今回も朝から夕方まで原告本人尋問でした。証言に立ったのは9名。原告が訴えたことを中心にまとめてみます。
◇郡山市から避難した女性は、子どもを被ばくさせたくなくて家に缶詰状態にしていたが、ストレスを感じて母子で避難。夫は飲食店を開店したばかりだったので残ったが、家族が離れて暮らすのは限界だと思い3年後に店を閉めて合流した。戻りたい気持ちはあるが、子どもの健康とまた転校の辛さを味わわせたくないので、今は戻る気はないと訴えました。
◇千葉県柏市から妻子が避難している男性は、勤務先の大学のモニターで空間線量が高いことがわかり、子どもと妊娠中の妻を心配して妻の実家がある京都へ避難させた。宿舎で付き合いのあった人たちはほとんど転居した。市は除染は終わったと言っているが、アスファルトが交換されたことはない。元の数値に戻るには10年スパンで見ていかないといけないと思っていると訴えました。
◇福島市から避難した男性は、今の妻と付き合っていたが、線量が高かったので福島で子どもを産むのは厳しいと判断。職場が避難所になっていたので、仕事を辞めて避難するまでに3~4か月かかった。子どものことを考えると今は戻る気はない。元と同じ線量になれば帰りたい気落ちはあると訴えました。
◇いわき市から避難した男性は、地震で家の壁が落ちて使えない状態になり、福島第一原発で働いていた義兄から「ヤバいぞ」と言われて避難を決めた。長男は入学が決まっていた茨城県の高校の寮へ戻った。長女は学校で「福島から来た子」と言われて不登校になり、結局妻の実家に帰ってしまった。知人や親戚が線量を気にしながら生活をしているのを知っているので、下の子を連れて戻ることはできないと訴えました。

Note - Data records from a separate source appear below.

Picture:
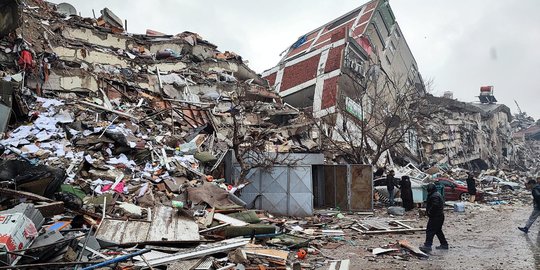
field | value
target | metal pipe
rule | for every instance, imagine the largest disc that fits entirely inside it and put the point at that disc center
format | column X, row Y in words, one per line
column 117, row 259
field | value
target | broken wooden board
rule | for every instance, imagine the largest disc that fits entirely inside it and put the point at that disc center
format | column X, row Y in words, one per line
column 166, row 225
column 198, row 252
column 416, row 250
column 226, row 219
column 387, row 226
column 339, row 265
column 379, row 251
column 275, row 255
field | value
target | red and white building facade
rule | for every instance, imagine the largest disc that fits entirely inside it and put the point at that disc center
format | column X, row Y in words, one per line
column 310, row 74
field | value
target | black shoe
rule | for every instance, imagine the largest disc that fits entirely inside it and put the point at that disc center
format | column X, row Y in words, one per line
column 425, row 249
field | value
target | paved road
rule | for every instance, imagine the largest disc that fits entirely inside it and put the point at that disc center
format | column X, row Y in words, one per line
column 484, row 237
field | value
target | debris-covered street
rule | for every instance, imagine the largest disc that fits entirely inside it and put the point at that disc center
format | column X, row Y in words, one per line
column 153, row 150
column 485, row 237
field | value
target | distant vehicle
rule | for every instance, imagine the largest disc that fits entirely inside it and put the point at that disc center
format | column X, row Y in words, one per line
column 503, row 184
column 455, row 190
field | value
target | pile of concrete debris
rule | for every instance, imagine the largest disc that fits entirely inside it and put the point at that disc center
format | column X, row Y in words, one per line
column 118, row 145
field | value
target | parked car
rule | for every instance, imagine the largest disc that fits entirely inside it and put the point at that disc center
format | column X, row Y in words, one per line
column 499, row 182
column 455, row 190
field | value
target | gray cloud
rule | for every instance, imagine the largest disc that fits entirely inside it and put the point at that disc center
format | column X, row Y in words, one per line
column 461, row 44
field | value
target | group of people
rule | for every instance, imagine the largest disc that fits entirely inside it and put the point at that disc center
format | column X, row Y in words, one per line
column 435, row 205
column 434, row 208
column 404, row 184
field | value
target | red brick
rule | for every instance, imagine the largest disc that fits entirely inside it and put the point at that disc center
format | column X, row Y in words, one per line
column 371, row 5
column 338, row 35
column 365, row 17
column 300, row 72
column 359, row 30
column 334, row 59
column 329, row 95
column 271, row 78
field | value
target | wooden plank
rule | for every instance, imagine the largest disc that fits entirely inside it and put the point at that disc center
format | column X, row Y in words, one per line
column 329, row 186
column 258, row 250
column 111, row 230
column 406, row 244
column 140, row 227
column 361, row 187
column 341, row 187
column 344, row 265
column 168, row 225
column 402, row 224
column 394, row 231
column 339, row 265
column 226, row 219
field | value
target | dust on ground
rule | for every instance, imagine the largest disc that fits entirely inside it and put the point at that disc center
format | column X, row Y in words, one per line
column 484, row 237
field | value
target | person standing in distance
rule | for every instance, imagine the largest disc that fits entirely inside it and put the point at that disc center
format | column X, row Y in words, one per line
column 435, row 213
column 534, row 186
column 471, row 186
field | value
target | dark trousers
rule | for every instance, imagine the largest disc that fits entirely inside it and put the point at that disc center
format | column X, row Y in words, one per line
column 434, row 227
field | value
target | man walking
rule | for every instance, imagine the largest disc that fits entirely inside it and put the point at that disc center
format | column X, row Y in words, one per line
column 435, row 213
column 471, row 186
column 390, row 184
column 534, row 186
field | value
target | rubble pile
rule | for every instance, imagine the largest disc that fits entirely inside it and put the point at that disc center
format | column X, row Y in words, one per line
column 526, row 139
column 471, row 135
column 120, row 140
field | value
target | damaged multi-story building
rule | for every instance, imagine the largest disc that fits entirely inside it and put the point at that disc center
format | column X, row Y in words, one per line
column 74, row 80
column 472, row 135
column 526, row 144
column 358, row 75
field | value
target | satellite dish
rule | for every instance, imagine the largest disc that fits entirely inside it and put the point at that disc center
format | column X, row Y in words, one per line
column 66, row 9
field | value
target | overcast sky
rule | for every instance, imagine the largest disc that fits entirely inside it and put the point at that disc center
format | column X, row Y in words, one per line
column 460, row 44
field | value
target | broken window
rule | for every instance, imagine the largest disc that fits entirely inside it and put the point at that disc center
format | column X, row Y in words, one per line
column 378, row 33
column 342, row 20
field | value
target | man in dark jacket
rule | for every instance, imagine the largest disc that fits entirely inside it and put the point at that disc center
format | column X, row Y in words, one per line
column 390, row 184
column 435, row 213
column 534, row 186
column 471, row 187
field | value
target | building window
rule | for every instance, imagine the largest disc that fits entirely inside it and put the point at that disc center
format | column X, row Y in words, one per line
column 396, row 32
column 384, row 22
column 392, row 46
column 378, row 33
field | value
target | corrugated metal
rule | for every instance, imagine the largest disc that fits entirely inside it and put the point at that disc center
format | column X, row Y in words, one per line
column 283, row 190
column 349, row 187
column 5, row 113
column 166, row 225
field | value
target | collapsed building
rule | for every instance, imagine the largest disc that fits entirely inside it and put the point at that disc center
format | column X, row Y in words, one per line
column 357, row 77
column 526, row 144
column 127, row 135
column 475, row 136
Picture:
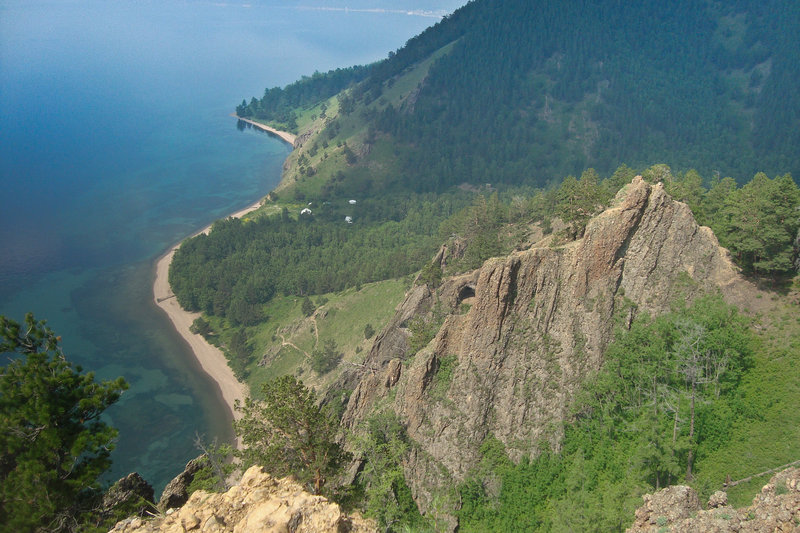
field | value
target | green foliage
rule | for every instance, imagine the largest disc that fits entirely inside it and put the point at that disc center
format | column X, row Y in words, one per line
column 239, row 353
column 326, row 359
column 286, row 432
column 54, row 444
column 580, row 200
column 423, row 329
column 383, row 444
column 200, row 326
column 548, row 105
column 217, row 466
column 279, row 105
column 307, row 307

◇福島市から避難した男性は、地震の日に妻子は避難し、自分も翌日合流して実家のある山口県へ避難した。その後、妻子は福岡市→福津市→京田辺市と住まいを変え、自分も福島大学を辞め、西日本の大学に移った。2年間の別居生活の間に56回妻子に面会に行った。低線量被ばくの健康影響が明らかになっていない中で、避難には合理性があるし、自分たちが被った被害は原発事故によって必然的に生じた被害だと思う。東電や国は真摯に対応してほしいと訴えました。

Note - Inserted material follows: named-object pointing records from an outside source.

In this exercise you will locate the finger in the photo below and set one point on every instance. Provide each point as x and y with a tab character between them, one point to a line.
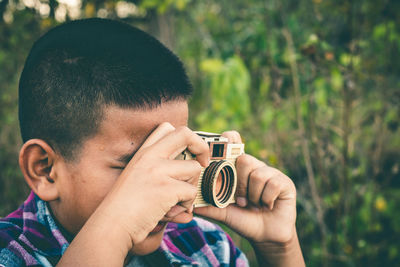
174	211
271	192
186	194
245	164
183	217
184	170
257	182
175	142
233	137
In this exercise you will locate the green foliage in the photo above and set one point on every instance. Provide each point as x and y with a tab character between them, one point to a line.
286	74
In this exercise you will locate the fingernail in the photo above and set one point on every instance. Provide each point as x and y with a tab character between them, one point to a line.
191	209
241	202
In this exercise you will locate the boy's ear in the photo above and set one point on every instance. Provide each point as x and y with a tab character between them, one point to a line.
36	159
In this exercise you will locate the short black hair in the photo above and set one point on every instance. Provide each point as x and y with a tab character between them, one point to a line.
77	68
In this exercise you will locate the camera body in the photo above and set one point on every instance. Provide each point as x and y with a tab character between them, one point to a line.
217	183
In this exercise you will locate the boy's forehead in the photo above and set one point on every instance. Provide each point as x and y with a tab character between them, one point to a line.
137	122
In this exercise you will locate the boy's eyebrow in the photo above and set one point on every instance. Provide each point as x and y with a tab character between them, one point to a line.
125	158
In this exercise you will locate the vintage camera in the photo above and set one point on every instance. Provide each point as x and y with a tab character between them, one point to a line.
217	182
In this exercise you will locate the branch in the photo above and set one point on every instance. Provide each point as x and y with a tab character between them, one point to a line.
304	142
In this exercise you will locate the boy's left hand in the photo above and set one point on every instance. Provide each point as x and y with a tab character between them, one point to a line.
265	209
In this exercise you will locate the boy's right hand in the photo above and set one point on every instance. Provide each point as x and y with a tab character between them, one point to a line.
154	186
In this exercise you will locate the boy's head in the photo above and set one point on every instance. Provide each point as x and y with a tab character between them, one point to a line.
77	69
90	93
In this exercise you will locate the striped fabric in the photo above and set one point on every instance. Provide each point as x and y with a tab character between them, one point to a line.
30	237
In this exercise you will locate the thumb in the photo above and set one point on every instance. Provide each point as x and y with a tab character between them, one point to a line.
212	213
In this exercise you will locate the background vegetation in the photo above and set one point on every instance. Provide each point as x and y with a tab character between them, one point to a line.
312	85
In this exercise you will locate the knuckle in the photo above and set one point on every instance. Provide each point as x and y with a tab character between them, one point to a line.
258	175
244	160
274	185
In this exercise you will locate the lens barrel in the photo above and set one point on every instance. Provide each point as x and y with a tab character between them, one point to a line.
219	183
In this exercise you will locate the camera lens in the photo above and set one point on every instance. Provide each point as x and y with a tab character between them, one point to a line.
219	183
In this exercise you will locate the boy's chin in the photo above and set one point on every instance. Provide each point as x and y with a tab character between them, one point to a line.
150	244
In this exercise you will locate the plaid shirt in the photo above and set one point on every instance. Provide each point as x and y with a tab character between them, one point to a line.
30	237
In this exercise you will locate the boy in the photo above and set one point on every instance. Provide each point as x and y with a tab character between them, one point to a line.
103	114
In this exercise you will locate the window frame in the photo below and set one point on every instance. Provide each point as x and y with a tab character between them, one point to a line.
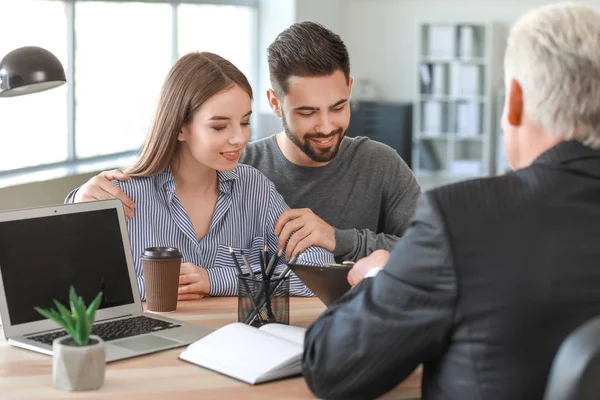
73	164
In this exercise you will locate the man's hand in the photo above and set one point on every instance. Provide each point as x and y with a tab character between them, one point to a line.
306	229
100	187
193	282
376	259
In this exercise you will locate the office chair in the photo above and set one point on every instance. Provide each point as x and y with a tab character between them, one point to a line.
575	373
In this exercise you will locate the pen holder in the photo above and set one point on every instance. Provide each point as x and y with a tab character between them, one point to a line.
262	302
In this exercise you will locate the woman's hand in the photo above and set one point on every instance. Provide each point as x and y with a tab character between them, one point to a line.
193	282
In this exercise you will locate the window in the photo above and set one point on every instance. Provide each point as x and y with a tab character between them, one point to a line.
116	55
224	30
33	129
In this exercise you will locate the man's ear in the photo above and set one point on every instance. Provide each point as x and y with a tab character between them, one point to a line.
183	133
515	103
350	83
274	102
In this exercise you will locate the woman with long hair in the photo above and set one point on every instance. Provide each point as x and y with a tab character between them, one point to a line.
188	189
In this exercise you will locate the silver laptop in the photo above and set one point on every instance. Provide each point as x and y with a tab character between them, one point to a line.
43	251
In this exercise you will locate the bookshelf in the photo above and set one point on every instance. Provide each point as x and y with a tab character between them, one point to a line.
459	73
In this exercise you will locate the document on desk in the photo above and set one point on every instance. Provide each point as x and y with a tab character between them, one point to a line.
253	355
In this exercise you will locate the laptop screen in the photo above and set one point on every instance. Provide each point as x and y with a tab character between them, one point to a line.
40	258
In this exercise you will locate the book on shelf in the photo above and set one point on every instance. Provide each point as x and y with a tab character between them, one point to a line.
466	39
466	80
441	42
433	116
249	354
428	158
467	119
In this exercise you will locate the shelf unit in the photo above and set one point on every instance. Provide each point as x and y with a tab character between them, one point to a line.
459	72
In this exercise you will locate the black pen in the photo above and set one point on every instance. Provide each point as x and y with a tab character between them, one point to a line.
284	274
247	264
271	266
262	263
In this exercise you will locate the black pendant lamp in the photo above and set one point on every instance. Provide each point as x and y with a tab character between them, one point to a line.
29	70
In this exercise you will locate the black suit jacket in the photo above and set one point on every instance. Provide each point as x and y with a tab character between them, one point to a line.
488	280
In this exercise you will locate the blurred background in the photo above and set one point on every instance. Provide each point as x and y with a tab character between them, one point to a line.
428	79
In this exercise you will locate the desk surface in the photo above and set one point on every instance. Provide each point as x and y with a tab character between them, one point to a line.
28	375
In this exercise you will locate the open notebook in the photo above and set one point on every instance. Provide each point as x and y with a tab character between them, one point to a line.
249	354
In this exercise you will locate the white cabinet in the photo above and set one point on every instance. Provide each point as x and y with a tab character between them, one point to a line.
455	121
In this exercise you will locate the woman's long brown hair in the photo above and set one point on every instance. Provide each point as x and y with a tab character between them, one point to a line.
193	79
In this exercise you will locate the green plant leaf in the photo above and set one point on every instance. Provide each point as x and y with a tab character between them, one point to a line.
78	322
73	301
82	323
64	312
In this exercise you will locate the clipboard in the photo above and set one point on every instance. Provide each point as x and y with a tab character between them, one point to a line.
328	282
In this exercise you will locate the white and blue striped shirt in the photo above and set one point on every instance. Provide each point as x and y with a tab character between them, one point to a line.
247	209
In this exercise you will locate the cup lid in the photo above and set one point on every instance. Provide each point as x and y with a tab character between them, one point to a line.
161	253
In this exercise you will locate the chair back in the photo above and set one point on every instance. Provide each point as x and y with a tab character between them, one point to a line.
575	373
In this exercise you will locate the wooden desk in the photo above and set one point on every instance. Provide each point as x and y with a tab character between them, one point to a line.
28	375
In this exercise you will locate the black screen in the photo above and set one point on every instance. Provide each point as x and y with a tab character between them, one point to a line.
40	258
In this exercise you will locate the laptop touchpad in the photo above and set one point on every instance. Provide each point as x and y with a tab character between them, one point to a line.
146	343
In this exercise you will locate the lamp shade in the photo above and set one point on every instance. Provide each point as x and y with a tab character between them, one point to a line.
29	70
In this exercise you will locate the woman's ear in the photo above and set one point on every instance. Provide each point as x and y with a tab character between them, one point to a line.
183	133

◇福島市から一時妻子が京都に避難していた男性は、原発が爆発した時の放射線量が30μSv/hだったこと、アメリカ政府が自国民に80キロ以内から避難せよと指令を出したことを知って妻子を避難させることを決めた。住宅ローンがあり、自分は仕事を辞められないので、上司に相談して転勤・出向願いを出していたが、13年12月に認められ、大分に転勤になり、家族と一緒に住めるようになった。避難者についての今村復興大臣の発言は許せない。二度とこういうことが起きない社会になればいいと思っていると訴えました。

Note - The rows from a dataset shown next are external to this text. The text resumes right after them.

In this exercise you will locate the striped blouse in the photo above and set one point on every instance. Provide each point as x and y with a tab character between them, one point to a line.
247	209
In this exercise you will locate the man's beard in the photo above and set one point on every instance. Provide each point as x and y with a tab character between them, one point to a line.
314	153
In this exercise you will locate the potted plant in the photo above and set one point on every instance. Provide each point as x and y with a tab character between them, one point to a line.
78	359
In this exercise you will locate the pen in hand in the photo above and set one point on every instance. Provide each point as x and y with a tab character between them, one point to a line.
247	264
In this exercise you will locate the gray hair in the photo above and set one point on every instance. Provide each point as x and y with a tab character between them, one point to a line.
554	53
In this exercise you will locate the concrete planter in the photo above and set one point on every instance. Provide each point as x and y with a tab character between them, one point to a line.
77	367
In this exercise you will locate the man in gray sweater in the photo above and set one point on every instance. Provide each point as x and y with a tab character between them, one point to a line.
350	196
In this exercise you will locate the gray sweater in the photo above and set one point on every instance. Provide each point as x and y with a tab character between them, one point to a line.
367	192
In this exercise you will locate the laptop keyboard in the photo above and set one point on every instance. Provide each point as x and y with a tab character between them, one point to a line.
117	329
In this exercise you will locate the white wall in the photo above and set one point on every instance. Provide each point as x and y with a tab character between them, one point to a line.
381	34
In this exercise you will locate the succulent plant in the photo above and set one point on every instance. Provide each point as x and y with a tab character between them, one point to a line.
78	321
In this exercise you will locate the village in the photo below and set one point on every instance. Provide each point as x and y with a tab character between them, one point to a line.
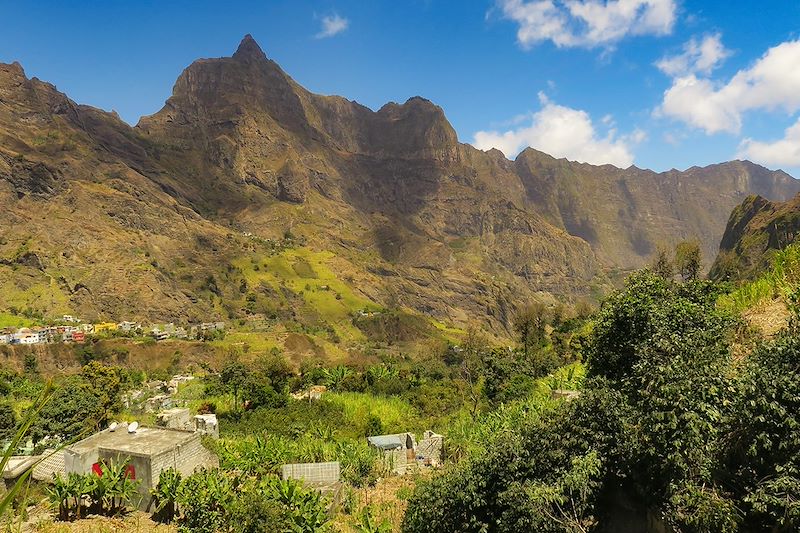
70	329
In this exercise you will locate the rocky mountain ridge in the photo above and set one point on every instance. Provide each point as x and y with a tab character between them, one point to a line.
137	221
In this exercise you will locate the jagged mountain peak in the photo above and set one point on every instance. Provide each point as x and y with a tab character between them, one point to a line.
249	50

◇福島市から避難したのち戻った女性は、先に兄が避難したのと回覧板で近くの公園の線量が高いことを知って避難を決めた。子どもが通っていた幼稚園・小学校では合わせて100人はいなくなった(避難した)。生活が苦しくなり戻ったが、支援があれば避難を続けていた。戻ってからも、野菜は京都から取り寄せ、水も買っている。子どもが外出する時はマスクをさせ、長袖・長ズボン。弁当を持って行かせるために私学に入れた。戻ってからも精神的苦痛があるので請求したいと思っていると訴えました。
◇千葉県松戸市から避難した女性は、子どもがリンパ性の病気にかかり、再発したら生命にかかわると言われていた。チェルノブイリ事故では白血病が多発したことを知っていた。長男は夏から原因不明の高熱が続き、長女は頭痛、だるさ、吐き気が続いた。子どもは住む所を選べないので、親が決断しないといけないと思った。避難後に千葉県でも甲状腺がんが患者が見つかった。千葉県北西部の汚染を知ってほしいと訴えました。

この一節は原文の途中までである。